Victor Eriakpo Ubogu
- Born: 8 September 1964 (age 61) Lagos, Nigeria
- Height: 5 ft 9 in (1.75 m)
- Weight: 238 lb (108 kg)

Rugby union career
- Position: Prop

International career
- Years: Team / Apps / (Points)
- 1992–1999: England / 24 / (5)

= Victor Ubogu =

England international rugby union player (born 1964)

Victor Eriakpo Ubogu (born 8 September 1964) is a former rugby union player. A prop, he played for Bath. Born in Nigeria, he moved to England as a child, and went on to play 24 times for England, including at two World Cups.

== Early life ==
In 1977, after arriving in the United Kingdom from Lagos, Nigeria, he attended West Buckland School in Devon. While at the school, he played for England Under-18s. He went to the University of Birmingham to study chemical engineering. While at university, he played for Moseley. He then went to St Anne's College, Oxford, where he was selected to play with the University of Oxford RFC and achieved his Blue.

== Rugby career ==
After leaving Oxford, he joined Bath.

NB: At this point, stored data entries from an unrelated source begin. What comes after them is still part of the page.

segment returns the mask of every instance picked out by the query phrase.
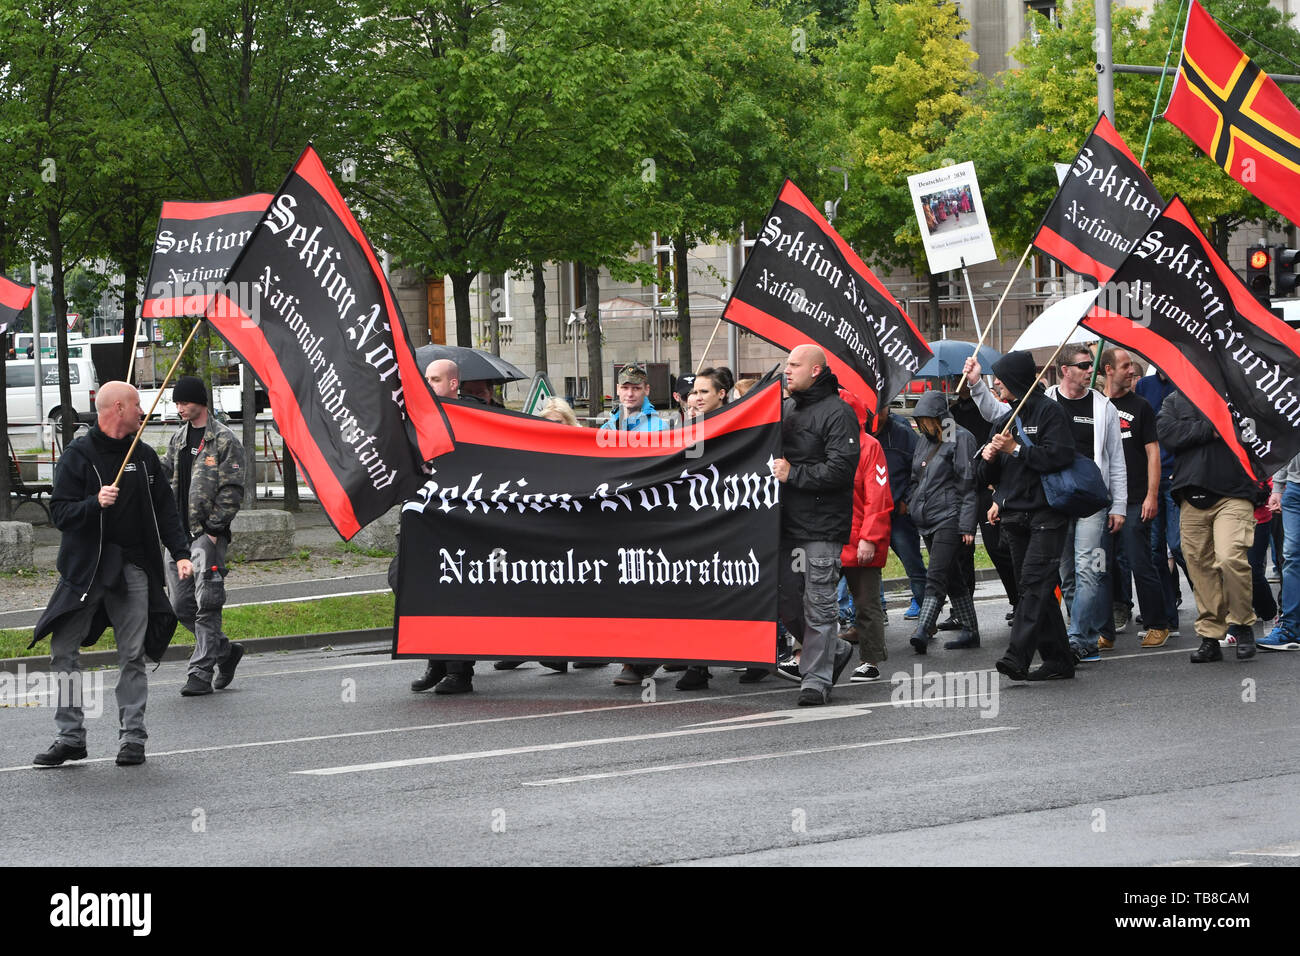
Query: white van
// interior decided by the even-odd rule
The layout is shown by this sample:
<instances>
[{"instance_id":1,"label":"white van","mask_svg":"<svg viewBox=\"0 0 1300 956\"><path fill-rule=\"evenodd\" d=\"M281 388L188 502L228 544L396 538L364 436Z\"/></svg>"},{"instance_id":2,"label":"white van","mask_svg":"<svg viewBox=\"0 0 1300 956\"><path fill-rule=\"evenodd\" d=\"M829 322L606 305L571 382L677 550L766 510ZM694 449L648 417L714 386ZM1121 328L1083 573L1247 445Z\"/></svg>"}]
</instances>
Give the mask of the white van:
<instances>
[{"instance_id":1,"label":"white van","mask_svg":"<svg viewBox=\"0 0 1300 956\"><path fill-rule=\"evenodd\" d=\"M9 344L9 358L10 359L30 358L31 356L27 354L27 350L31 348L32 342L34 340L34 336L32 335L32 333L14 332L12 333L12 335L13 338ZM68 333L69 344L71 344L72 342L79 341L82 338L84 338L84 336L80 332ZM41 355L43 356L48 355L52 358L54 356L54 350L58 347L58 344L59 344L58 333L56 332L41 333L41 348L45 350L41 353Z\"/></svg>"},{"instance_id":2,"label":"white van","mask_svg":"<svg viewBox=\"0 0 1300 956\"><path fill-rule=\"evenodd\" d=\"M53 359L41 362L41 407L45 421L62 420L59 404L59 366ZM36 363L30 359L5 362L5 396L8 401L10 425L37 425L36 420ZM68 383L72 386L72 407L78 421L95 421L95 393L99 391L99 378L90 356L68 359Z\"/></svg>"}]
</instances>

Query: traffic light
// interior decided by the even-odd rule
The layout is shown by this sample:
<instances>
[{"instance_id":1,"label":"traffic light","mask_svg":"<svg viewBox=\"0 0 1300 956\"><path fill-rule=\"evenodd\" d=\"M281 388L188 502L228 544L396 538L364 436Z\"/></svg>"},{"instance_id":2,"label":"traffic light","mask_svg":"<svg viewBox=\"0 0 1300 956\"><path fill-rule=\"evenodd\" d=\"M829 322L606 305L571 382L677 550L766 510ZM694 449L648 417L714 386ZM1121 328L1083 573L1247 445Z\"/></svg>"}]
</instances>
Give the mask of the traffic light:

He started for Bath in the victorious 1998 Heineken Cup Final, when they defeated Brive. In 1992, he made his debut the England national rugby union team, and went on to win 24 caps until 1999.

== Post-career ventures ==
Ubogu founded the "Shoeless Joe's" chain of sports bars. In 2001, Ubogu appeared on Lily Savage's Blankety Blank.

==Personal life==
Ubogu is the father of social media personality Harrison Sullivan, known as HSTikkyTokky.